When the season ended, he went to New York, armed with a letter of introduction from the summer-playhouse manager, to tackle the theater there. After heartbreaking months he managed to get a job, and then after he’d worked like a dog over his lights and gelatin slides and dissolves and all the rest of it, the play promptly closed down after its second performance. Presently he landed another, and it went on like that.
One or two of the reviews even had a line of praise in them for the lighting effects, which is a very unusual thing. But you can’t eat lines of praise, and his name was never mentioned, anyway, so who cared?
“It still wasn’t my kind of work. It was a dead end. And the layoff between shows was awfully long sometimes.”
Then one night the leading lady of the current particular show he’d lighted caught him in the act of taking candid shots of her from the wings as she came off. She got him to show her the finished prints the next day, and she was so impressed when she looked them over, she offered to buy them from him. He gave them to her instead. One thing led to another, and in the course of conversation he told her what his dream was. She ended up by staking him to it, advancing him enough money to open his own studio and start out by himself.
“Everyone in the case, of course, thought there was something else behind it. She was a woman about forty and she was known to have a weakness for much younger men. But there was nothing like that in back of it at all. As a matter of fact she was very much in love with somebody else right at the very time. But she was a great humanitarian, and she believed enough in my talent and ability to want to help me. That was all there was to it. And I made a point of seeing to it that she got back every penny of that loan by the time I was through.”
She knew he had; that was his characteristic.
“She was my first sitter. And she let me display one of the portraits I made of her under glass alongside the street entrance to the studio. The publicity helped. She didn’t need it; I did.”
He left at about eleven. Not much had been accomplished, but at least a start had been made. The groundwork had been laid. They were “Vick” and “Madeline” to one another now. And he owed her a dinner. That was important, because he had an abnormally acute sense of reciprocal obligation, she had detected that about him already. What he owed, he repaid.
At any rate, the ball had started rolling.
He called a week later, toward the end of the week.
“Vick Herrick.”
“Hello, Vick.”
“I’ve been given two tickets to a show, and if you’re not doing anything tonight, I was wondering if you’d care to take it in with me.”
“I would,” she said immediately.
“Have dinner with me first and—”
“No,” she said, just as immediately. “Give me a rain check on the dinner part.” She wanted to keep the obligation going, so she would have that much of a lien on seeing him a third time.
“You won’t let me buy you dinner?” he said, crestfallen.
“Next time around I will, not tonight. But I will take in the show with you, and you can buy me a cup of coffee afterward. I like to sit up late and talk.”
“All right, I’ll pick you up at the hotel.”
“I can meet you at the theater, if you want.”
“No, it’s one of these off-trail playhouses, you might have a hard time finding it. I’ll stop by for you at eight.”
She waited for him just inside the lobby entrance, in order to save time and trouble.
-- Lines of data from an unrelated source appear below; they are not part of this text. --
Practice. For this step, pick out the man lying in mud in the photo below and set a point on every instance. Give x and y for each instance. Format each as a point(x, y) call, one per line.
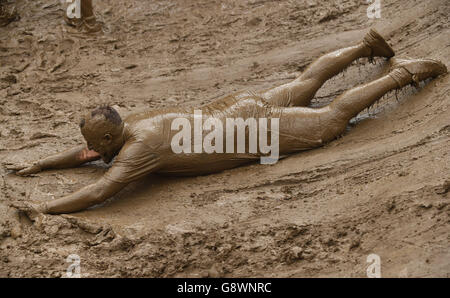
point(142, 143)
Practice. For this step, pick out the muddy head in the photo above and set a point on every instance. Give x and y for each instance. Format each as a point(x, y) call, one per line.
point(103, 130)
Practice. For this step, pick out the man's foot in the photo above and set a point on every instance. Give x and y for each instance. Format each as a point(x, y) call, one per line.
point(378, 46)
point(407, 71)
point(84, 25)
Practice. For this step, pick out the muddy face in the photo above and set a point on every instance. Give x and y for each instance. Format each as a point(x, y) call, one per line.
point(102, 136)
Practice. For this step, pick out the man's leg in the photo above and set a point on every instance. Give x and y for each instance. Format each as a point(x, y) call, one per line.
point(300, 91)
point(304, 128)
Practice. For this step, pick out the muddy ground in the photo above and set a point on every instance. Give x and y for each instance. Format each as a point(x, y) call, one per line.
point(383, 188)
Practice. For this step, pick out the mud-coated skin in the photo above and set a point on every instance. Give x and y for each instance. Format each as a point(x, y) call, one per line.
point(143, 140)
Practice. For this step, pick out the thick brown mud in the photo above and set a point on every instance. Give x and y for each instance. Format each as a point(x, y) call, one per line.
point(382, 188)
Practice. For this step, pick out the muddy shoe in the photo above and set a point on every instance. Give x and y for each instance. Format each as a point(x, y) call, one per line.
point(91, 25)
point(74, 22)
point(377, 44)
point(413, 71)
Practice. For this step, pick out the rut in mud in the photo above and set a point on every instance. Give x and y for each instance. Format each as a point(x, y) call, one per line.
point(382, 188)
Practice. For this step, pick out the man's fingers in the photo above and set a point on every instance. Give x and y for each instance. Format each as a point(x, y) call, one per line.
point(28, 171)
point(32, 210)
point(25, 172)
point(20, 205)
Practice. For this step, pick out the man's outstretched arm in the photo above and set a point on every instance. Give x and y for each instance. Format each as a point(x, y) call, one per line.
point(68, 159)
point(88, 196)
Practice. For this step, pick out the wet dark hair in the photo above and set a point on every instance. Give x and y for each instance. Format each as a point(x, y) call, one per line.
point(110, 114)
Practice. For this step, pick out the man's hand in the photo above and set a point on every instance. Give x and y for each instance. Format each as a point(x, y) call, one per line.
point(31, 209)
point(24, 169)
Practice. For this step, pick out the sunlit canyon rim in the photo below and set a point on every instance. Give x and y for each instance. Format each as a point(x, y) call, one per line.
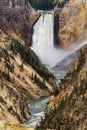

Since this wasn’t a romance, there was no reason for playing coy or hard to get and making him come inside, call up to her room, and all the rest of the courtship trimmings.
She recognized him through the cab window as it drove up, went outside, and joined him just as he opened the door and stepped out.
“How’s that for timing?” she asked cheerfully.
“To a tee,” he grinned. “You’re the kind of person I’d like to have along when I have to make a train in a hurry.”
The backtracking lights outside stippled their faces as the cab got underway again.
“Get your pictures all right?”
“Vick, they’re simply incredible. How do you do it?”
“It’s my métier, as the French say. By the way, you never did tell me — just what were you thinking when you got that marvelous hike into your brows?”
She laughed. “You know something? If I were to tell you, you’d be the one with a hike in your brows.”
“I don’t guarantee this thing we’re going to,” he said. “It was done in New York two years ago, at one of the little off-Broadway theaters. Even then, I don’t think professionals were in it. So tonight you might say we’re going to see a road company of an amateur production.”
“It doesn’t matter,” she said leniently. “It’ll be an experience, at least.”